The final HIPAA Omnibus Rule, delayed for almost a year, was finally released on Jan. 17.
The rule actually combines four separate rulemakings, including the changes to HIPAA privacy and security rules required under the HITECH Act; data breach enforcement and penalty requirements; regulations related to the HITECH Act's breach notification rule; and changes to HIPAA to incorporate the Genetic Information Nondiscrimination Act.
The document is 563 pages long. Compliance officers, attorneys and privacy experts will be poring over it for the next several weeks to analyze its likely impact. But I zeroed in on one thing that had been problematic for Health & Human Services all along: the definition of a data breach and the risk assessment approach required. And HHS did indeed make a big change from the interim rule. Initially HHS had established a harm standard that a breach does not occur unless the access, use or disclosure poses "a significant risk of financial, reputational, or other harm to an individual." In the event of a breach, HHS' rule requires HIPAA-covered entities to perform a risk assessment to determine if the harm standard is met. If they decide that the risk of harm to the individual is not significant, the health providers are not required to tell their patients that their health information was breached. This approach was widely criticized as a “fox guarding the henhouse” approach.

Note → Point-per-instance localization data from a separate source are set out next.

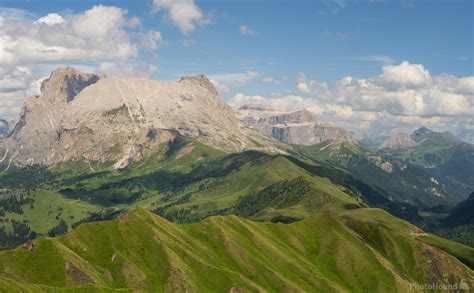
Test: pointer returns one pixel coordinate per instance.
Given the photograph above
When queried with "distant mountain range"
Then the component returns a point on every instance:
(298, 127)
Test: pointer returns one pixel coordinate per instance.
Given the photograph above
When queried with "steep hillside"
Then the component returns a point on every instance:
(4, 128)
(459, 224)
(402, 181)
(120, 120)
(360, 251)
(186, 183)
(448, 159)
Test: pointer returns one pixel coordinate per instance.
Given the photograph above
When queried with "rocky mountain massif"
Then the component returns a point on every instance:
(84, 116)
(137, 151)
(298, 127)
(4, 128)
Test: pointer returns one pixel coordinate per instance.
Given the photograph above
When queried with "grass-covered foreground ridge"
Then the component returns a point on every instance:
(361, 250)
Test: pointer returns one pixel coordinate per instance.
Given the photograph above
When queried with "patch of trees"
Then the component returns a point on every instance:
(30, 177)
(169, 182)
(12, 200)
(103, 215)
(279, 195)
(60, 229)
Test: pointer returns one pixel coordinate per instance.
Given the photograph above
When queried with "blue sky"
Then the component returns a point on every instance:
(266, 49)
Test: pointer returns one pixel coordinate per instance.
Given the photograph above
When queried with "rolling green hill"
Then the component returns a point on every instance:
(364, 250)
(445, 157)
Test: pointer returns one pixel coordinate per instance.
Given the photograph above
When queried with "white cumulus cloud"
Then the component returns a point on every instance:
(403, 96)
(185, 14)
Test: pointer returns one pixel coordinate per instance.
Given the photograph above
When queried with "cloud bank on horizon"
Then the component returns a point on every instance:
(115, 41)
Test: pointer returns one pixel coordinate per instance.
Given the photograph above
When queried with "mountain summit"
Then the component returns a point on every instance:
(84, 116)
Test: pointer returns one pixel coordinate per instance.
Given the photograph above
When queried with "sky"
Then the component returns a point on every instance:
(371, 66)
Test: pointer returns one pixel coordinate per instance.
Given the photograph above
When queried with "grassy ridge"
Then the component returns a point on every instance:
(325, 252)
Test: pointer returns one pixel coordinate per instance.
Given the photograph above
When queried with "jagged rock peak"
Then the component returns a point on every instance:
(256, 107)
(200, 80)
(302, 116)
(423, 134)
(4, 128)
(65, 83)
(399, 140)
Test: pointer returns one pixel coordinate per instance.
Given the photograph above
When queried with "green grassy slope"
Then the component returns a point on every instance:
(364, 250)
(402, 180)
(186, 184)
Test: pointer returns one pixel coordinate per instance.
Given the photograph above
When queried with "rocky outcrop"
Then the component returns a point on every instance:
(298, 127)
(4, 128)
(425, 134)
(402, 140)
(297, 117)
(399, 140)
(120, 119)
(65, 83)
(37, 129)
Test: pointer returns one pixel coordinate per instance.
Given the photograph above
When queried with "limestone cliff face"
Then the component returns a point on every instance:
(37, 130)
(401, 140)
(4, 128)
(117, 119)
(298, 127)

Well, in the final rule HHS reversed course to say that providers should basically assume that any impermissible disclosure is a breach requiring notification unless they can demonstrate that there is a low probability that protected health information was disclosed. That is a big difference! Here is the relevant passage:
“We recognize that the language used in the interim final rule and its preamble could be construed and implemented in manners we had not intended….We have added language to the definition of breach to clarify that an impermissible use or disclosure of protected health information is presumed to be a breach unless the covered entity or business associate, as applicable, demonstrates that there is a low probability that the protected health information has been compromised. We recognize that some persons may have interpreted the risk of harm standard in the interim final rule as setting a much higher threshold for breach notification than we intended to set. As a result, we have clarified our position that breach notification is necessary in all situations except those in which the covered entity or business associate, as applicable, demonstrates that there is a low probability that the protected health information has been compromised (or one of the other exceptions to the definition of breach applies).